While these major landmarks were recognized and validated by our international allies, what made political contest distasteful and fundamentally un-European was the interpersonal character of these political encounters.

Given a political tradition where political competition gravitates around personalities, where parties do not survive electoral defeat, where the most fearsome debates concern personal legacies rather than value agendas, politics often becomes too personal to be substantive.

In March 2013, a 14 points Parliamentary Resolution committed the uneasily cohabiting parties, that is, the United National Movement and the Coalition of Georgian Dream to a sustained pro-Western trajectory.

And in this scheme, the fundamental choice of committing to an Association Agreement in the Eastern Partnership Summit in Vilnius in November 2013 was expectable.

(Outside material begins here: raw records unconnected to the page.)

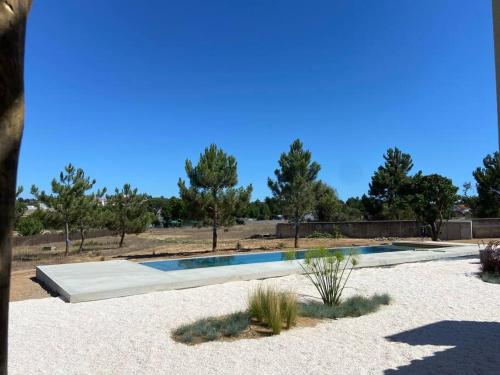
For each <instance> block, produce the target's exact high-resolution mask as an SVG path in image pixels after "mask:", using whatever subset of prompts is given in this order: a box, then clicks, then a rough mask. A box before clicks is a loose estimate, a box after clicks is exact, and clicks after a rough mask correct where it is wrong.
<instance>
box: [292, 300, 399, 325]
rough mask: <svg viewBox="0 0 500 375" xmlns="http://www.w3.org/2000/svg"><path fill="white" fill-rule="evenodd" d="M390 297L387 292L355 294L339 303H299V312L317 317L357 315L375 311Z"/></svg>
mask: <svg viewBox="0 0 500 375" xmlns="http://www.w3.org/2000/svg"><path fill="white" fill-rule="evenodd" d="M390 302H391V297H390V296H389V295H388V294H375V295H374V296H372V297H370V298H367V297H362V296H355V297H351V298H348V299H346V300H345V301H344V302H342V303H340V304H339V305H333V306H330V305H325V304H324V303H318V302H309V303H299V314H300V315H301V316H306V317H310V318H317V319H339V318H346V317H358V316H362V315H366V314H370V313H373V312H375V311H377V310H378V309H379V308H380V306H382V305H388V304H389V303H390Z"/></svg>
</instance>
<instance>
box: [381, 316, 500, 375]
mask: <svg viewBox="0 0 500 375" xmlns="http://www.w3.org/2000/svg"><path fill="white" fill-rule="evenodd" d="M387 339H388V340H389V341H393V342H401V343H406V344H409V345H443V346H453V348H449V349H445V350H444V351H439V352H437V353H435V354H434V355H432V356H429V357H425V358H423V359H419V360H414V361H412V362H411V363H410V364H409V365H406V366H401V367H398V368H397V369H395V370H392V369H390V370H386V371H385V372H384V374H403V375H407V374H408V375H409V374H411V375H414V374H415V375H416V374H419V375H420V374H464V375H466V374H476V375H477V374H485V375H486V374H500V323H496V322H473V321H450V320H444V321H441V322H438V323H433V324H429V325H427V326H422V327H419V328H416V329H412V330H410V331H405V332H401V333H398V334H396V335H393V336H389V337H387Z"/></svg>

In Georgia, there is a per mare, per terra consensus over the fact that we must remain an islet of Europeanization in the South Caucasus. First, many in Georgia would agree that being in Europe is not an anti-Russian statement: competitiveness, rule of law, respect for cultural diversity, solid multilateralism, consensus driven policy, a reliable social safety net, a social partnership culture, respectable institutions, and a commitment to human rights.

This makes sense for us, in terms of what we want to be.

The point of what we don’t want to be comes by defect, not in principle.